Not many from the developed world are easily convinced that a populous, still relatively poor and unequally developed one-party state like Vietnam can have responded so well to a pandemic that is tormenting the wealthiest and most technologically advanced countries.

But few remember that Vietnam was the first country to contain the SARS outbreak—in just 20 days.

Vietnam’s astonishingly low number of cases (around 267) and no deaths, as of 15 April, is a result of rigorous and large-scale monitoring, widespread testing, and regular temperature scans at airports and public venues. Vietnam has also displayed leadership in innovation, not something that many countries can boast of, by inventing and exporting affordable rapid-testing kits and by installing disinfection chambers to eliminate community transmission in clinics and other places where people queue. Now, like Taiwan, it is sending masks to Western countries, including the US and Europe.

Instead of telling those who may have Covid-19 to self-isolate, Vietnam and Singapore are isolating these people in facilities such as hotels and resorts. Such ‘central isolation’ protects families, friends, housemates and, given how densely built housing is in those countries, neighbours.

The key strategy for Vietnam, Singapore and Taiwan was to act immediately to keep the number of infections low and to avoid flooding the nations’ medical capability.
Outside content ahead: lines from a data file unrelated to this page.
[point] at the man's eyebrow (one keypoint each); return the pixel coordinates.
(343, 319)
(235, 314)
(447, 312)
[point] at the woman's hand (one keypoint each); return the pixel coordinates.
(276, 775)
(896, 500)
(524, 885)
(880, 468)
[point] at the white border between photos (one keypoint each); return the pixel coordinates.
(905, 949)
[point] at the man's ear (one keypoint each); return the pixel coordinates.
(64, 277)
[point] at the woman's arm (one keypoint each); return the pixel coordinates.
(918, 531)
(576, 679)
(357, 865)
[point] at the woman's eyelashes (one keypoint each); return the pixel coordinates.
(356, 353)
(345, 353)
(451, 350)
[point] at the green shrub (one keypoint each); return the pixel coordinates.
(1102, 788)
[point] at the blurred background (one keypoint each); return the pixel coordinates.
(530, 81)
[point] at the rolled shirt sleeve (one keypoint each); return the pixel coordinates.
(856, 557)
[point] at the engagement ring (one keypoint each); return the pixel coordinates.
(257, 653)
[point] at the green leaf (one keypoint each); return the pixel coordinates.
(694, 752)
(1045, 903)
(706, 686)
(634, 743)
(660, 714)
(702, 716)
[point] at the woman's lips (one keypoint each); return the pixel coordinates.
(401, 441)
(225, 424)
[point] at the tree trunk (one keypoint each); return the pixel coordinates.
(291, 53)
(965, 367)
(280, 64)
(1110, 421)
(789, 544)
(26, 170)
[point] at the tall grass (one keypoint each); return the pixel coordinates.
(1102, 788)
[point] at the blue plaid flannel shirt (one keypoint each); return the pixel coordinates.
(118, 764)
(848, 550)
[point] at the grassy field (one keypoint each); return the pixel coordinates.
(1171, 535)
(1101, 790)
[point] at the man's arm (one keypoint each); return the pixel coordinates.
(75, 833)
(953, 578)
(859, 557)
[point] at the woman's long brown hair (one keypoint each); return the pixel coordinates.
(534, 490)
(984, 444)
Staying ahead of the curve demanded meticulous and uncompromising tracing of the contacts of those infected. Singapore leads in this aspect with its advanced digitalised society by using that technology to monitor the movements of those infected.

Western democracies initially voiced aversion to such an intrusion on privacy grounds. Some are, after much stress on their healthcare systems, and after many lives lost, also considering such measures for the greater public good.

While Taiwan, Singapore and Vietnam have passed the first ‘tripod test’, none of them considers itself safe yet. They also cannot afford to allow their initial effectiveness make them complacent and are constantly looking for innovation in their response strategies.